Shareholders and the Board of Directors

The board of directors and shareholders are both important components of the structure of any company. Both have different roles but they have the same objective: to ensure that the company’s success and sustainability on the long-term. Understanding the roles of each and their interrelations is key to good corporate governance.

The board of directors is a group composed of people elected by shareholders to supervise the company. They usually meet regularly to create policies regarding overall oversight and management. They also make short-term decisions including hiring or firing employees, negotiating an agreement with a service provider, and forming strategic partnerships. The primary responsibility of the board is to safeguard shareholders’ investments by ensuring the business is running smoothly and efficiently.

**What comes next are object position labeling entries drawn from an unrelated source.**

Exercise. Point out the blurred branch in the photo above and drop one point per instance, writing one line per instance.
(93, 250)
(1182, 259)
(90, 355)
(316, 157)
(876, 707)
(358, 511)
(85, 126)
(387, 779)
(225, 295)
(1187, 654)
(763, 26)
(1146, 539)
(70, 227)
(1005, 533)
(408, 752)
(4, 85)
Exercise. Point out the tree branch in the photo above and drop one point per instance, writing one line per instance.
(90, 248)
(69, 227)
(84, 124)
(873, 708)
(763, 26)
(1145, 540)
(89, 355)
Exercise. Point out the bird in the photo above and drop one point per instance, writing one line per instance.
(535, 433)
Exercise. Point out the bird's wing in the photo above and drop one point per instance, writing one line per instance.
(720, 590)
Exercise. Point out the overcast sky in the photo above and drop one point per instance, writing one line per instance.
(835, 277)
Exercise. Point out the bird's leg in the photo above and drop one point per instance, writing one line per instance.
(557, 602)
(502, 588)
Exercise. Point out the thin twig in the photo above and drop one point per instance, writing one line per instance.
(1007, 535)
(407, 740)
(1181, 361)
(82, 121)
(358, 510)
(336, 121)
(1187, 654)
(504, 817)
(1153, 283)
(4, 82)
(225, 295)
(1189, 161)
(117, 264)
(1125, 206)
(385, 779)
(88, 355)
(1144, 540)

Although there is no legal requirement that directors are shareholders (indeed the initial directors are listed in the Certificate of Incorporation or Articles of Agreement or appoint by the incorporator) directors must hold a substantial stake in the company. They can be either individuals or corporations. The board can be comprised of any number of people however most consider nine members to be the ideal. The board’s authority is derived from its bylaws and the voting rights associated with shares.

In a company that is publicly traded, it’s easy for anyone to become a shareholder by the purchase of stock. However in private firms with a shareholders’ agreement or bylaws, the shareholders could have more control over who is eligible to be a shareholder.